Phillip Baumgarner isn’t an ordinary preschool teacher. 

He’s Mr. Phillip, an early childhood professional at the McPhaul Child and Family Development Center, known for teaching break dancing or painting patterns on fingernails in his class.

 “I take my lead from the kids,” he said. “They tell me what they’re interested in, and, by following their interests, I’m able to bring in other areas for them—math, science, creative arts. That’s how we attack it.”

So when his students were busting moves during class, Mr. Phillip brought in instructional break dancing videos and his preschoolers peer-taught each other Six Step floor spins and Top Rock footwork. He even brought in the UGA Break Dance Club to give a demonstration to his class. 

This year, students are into dinosaurs. The class has visited the giant sloth fossils in the science library, made their own stuffed dinosaur—complete with papier-mâché eggs and a nest of leaves, pine straw and wood chips gathered from the yard. Then the class learned about asteroids and space—and even made their own space suits out of aluminum foil. 

Mr. Phillip’s preschool class of 3- and 4-year-olds isn’t really a traditional preschool class. 

Sure, the class plays musical chairs. Only in Mr. Phillip’s class no one is ever out. The children have to find a way to sit down—on someone’s lap, next to the chair.

“It’s a lot of fun,” Mr. Phillip said. “Usually it ends with a dog pile—a very happy dog pile—at the end.”

Rather than singing We’re Going on a Bear Hunt, one of the more traditional preschool songs, Mr. Phillip takes his class on The Cool Bear Hunt. 

Instead of “the old fashioned walking through the woods, crossing a river, going up a tree, you swim across a peanut butter river. You eat your way across. You take crackers and get to have a snack in the middle of it. You go through a Jell-O swamp, candy factory and there’s some lovely sounds you get to make when you do that,” he said while demonstrating chomping and lip-vibrating sound effects.

Mr. Phillip doesn’t just read books to his 3- and 4-year-olds. No, the trained thespian (he has a master’s in directing) gives a dramatic reading complete with voices and sound effects.

And when he’s done, it’s the children’s turn. He has them act out the books.

“It’s not just my stage. I try to share it,” he said.

And those books he reads to the students—they’re not just picture books, they’re post-modern picture books. 

“We like to instill the idea of visual literacy,” he said. “You can look at the picture and tell me the story. And that is reading. You’re looking at someone with a frown and saying they might be sad because. . . there’s his kite in the middle of the lake.”

Usha Rodrigues, an associate law professor, had a daughter in Mr. Phillip’s class.

“He’s great,” she said. “He has boundless energy and enthusiasm. And he has a lot of control over the class. He keeps the kids engaged, paying attention and focused.”

But students and parents aren’t the only ones to notice Mr. Phillip’s zeal for his job. He recently received the Georgia Association on Young Children’s Fan Brooke Award for innovation, enthusiasm and dedication in working with young children. 

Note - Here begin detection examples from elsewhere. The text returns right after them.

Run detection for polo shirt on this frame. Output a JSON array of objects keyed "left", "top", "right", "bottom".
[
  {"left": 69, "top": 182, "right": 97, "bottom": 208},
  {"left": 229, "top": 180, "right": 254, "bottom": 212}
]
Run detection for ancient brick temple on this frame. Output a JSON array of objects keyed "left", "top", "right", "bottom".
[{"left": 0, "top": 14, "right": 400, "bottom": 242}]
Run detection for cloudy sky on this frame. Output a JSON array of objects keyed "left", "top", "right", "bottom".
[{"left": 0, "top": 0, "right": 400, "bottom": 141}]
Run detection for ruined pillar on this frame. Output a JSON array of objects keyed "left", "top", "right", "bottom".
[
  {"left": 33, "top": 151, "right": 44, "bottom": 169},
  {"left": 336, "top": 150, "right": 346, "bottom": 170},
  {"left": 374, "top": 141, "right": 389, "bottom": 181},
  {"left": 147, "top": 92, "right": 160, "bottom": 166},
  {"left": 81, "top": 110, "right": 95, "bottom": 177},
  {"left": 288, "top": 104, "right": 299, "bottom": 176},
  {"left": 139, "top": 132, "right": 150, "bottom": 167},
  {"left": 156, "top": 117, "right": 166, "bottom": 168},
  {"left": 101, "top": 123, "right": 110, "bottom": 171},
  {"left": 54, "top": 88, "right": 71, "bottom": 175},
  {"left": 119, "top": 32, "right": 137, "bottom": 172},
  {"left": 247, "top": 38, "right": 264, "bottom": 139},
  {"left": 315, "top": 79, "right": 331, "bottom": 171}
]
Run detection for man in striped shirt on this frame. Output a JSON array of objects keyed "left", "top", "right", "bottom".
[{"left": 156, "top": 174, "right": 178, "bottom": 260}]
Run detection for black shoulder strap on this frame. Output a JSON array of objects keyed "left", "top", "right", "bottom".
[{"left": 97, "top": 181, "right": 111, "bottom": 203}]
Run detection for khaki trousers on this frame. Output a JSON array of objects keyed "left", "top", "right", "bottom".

“Every morning I’m excited about what I get to do,” he said. “It might be just the fact that I get to wear pajamas to school. It might be that I get to cook something or create something with a group of children whom I positively adore. It could be that I get to hang out and just talk to kids. I get a lot of fulfillment out of it.

“That sounds overtly passionate,” he said. “That’s how I feel. It’s a great gig.”